Book Review: The Second Founding

The Second Founding: How The Civil War And Reconstruction Remade The Constitution, by Eric Foner

This book is a classic example of why someone cannot trust the reputation of contemporary historians when they seek to write history with an eye towards politics in the present-day. Indeed, the author, perhaps unintentionally, points out why the Reconstruction was such a problem. In seeking justice for blacks, the radical Republicans that the author idolizes (and wishes to emulate in contemporary society) forgot to do justice to southern whites, and once those southern whites were able to regain their appropriate involvement (and even control) of the politics of their political communities, the results were predictable if lamentable with regards to the justice of blacks. For some reason in the United States, it has never seemed possible–never even been attempted–to provide justice for blacks in a way that has not committed injustice against whites. That this book consistently trumpets for uplift for blacks and shows a high degree of hostility for southern whites as well as northern populations that sought to reconstruct southern society in a way that did not force themselves to deal with the same degree of substantial cultural change (and a substantial degree of blindness about the relationship between the elites and the black problem).
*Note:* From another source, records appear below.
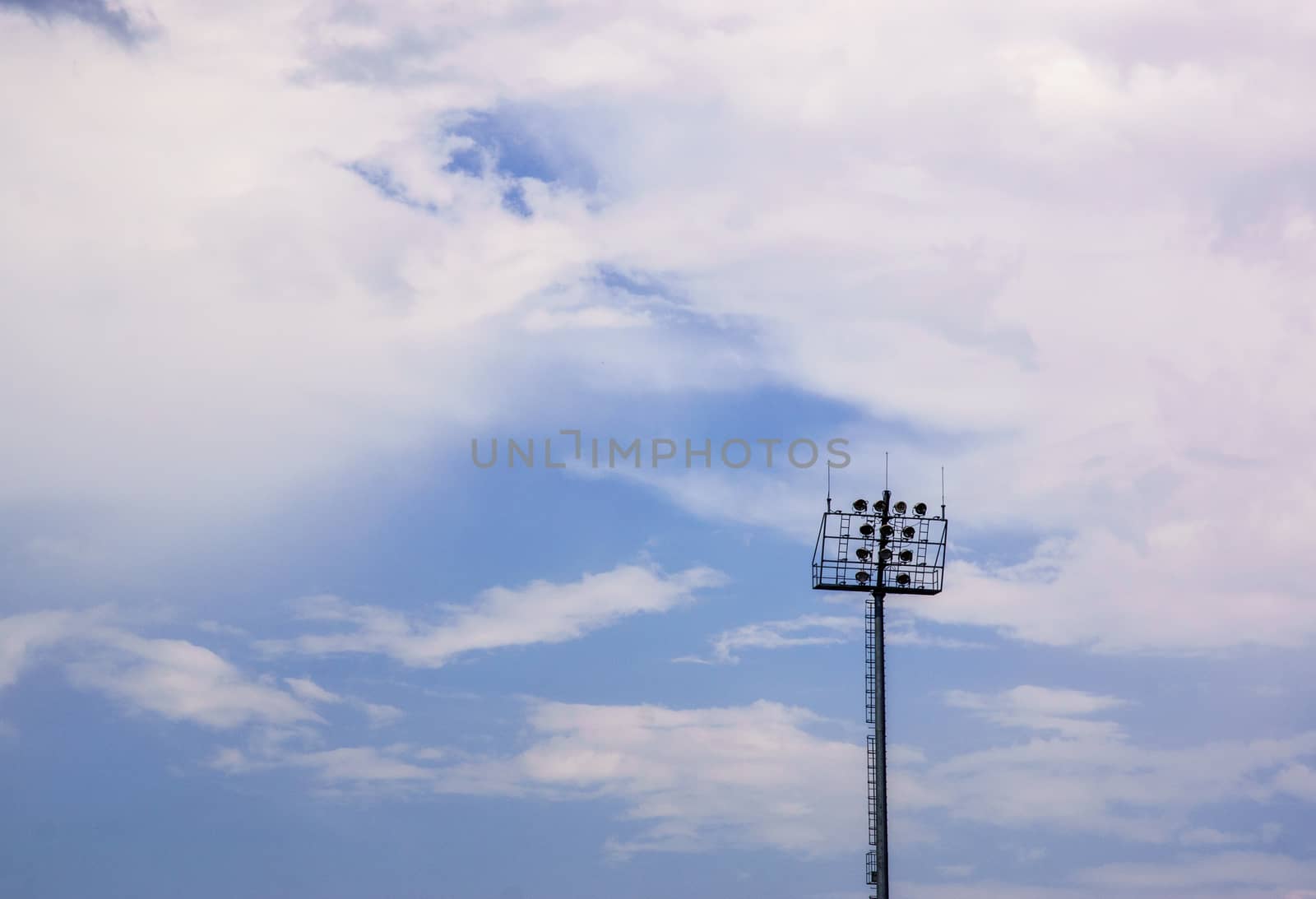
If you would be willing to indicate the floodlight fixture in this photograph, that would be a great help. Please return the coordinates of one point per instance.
(892, 554)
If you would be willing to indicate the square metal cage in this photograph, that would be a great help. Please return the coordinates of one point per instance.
(849, 553)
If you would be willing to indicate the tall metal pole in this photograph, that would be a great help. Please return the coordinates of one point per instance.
(877, 678)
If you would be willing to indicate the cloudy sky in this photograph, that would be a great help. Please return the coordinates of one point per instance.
(269, 269)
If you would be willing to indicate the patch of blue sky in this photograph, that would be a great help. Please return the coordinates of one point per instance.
(521, 141)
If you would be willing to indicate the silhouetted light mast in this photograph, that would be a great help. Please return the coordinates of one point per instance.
(882, 548)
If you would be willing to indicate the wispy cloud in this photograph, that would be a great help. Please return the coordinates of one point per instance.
(541, 612)
(804, 631)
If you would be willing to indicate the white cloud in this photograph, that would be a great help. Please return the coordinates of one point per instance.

Indeed, this book is troublesome on multiple levels. For one, the author himself eschews responsible constitutionalism, seeking the sort of progressive constitutionalism that uses amendments to argue for whatever is the “current thing” among his leftist coterie of idealistic Dudley Think-rights. Thus the author praises the corruption and expansion of the fourteenth amendment into all kinds of areas where it does not belong and unintentionally provides plenty of reasons why these amendments should be pared back in future Supreme Court judgments–or perhaps even future constitutional amendments. Similarly, the author shows the danger that comes when the American republic becomes unbalanced and when those who think themselves to be moral superiors armed with righteousness seek to run roughshod over the rest of the country and seek to concentrate power in their own hands and that of their cronies. The author seems to have little concern for the importance of the consent of the governed in providing for the boundaries of political action, but seeks for government to be animated by a partisan and utopian zeal for justice that cannot but create massive violence and turmoil within society. The author is right, though, that many of the problems of contemporary society spring from the injustices and evils of the reconstruction period, evils which are felt most tightly by those who suffered them on all sides.

This book, altogether, is between 150 and 200 pages of content. The book begins with a list of illustrations and the (generally short) text of the three reconstruction Amendments (the 13th, 14th, and 15th Amendments to the Constitution). This is followed by a preface. The introduction to the book discusses the origins of the so-called Second Founding in the moment when the majority of southern whites were, by and large, temporarily disenfranchised after the Civil War. The author then writes a chapter about each of the three Reconstruction Amendments. His chapter on the 13th Amendment discusses the thorny question of the nature of freedom, the relevance of the exception to the Amendment’s prohibition on slavery to prison labor, and the curious fact that this Amendment has largely been felt to be a past deed without relevance in contemporary jurisprudence. The contentious discussion of the 14th Amendment discusses the thorny issue of equality and what it means, and what the job of the federal government is to try to ensure it, contrary to the consent of people involved themselves. The chapter on the 15th Amendment discusses the right to vote and the way that people may be deprived of a right to vote without the need to do so in a racist fashion, because of genuine differences in the qualifications of people to engage in the political community, and also deals with the question of feminism and black suffrage and how there were tensions in the late 19th century version of intersectionality, though the author does not phrase it so. The author then discusses issues of supposed justice and jurisprudence in how judges have seen the amendments throughout history. An epilogue, with an eye towards the author’s view of justice, is then followed by acknowledgments, notes, and an index to close this book.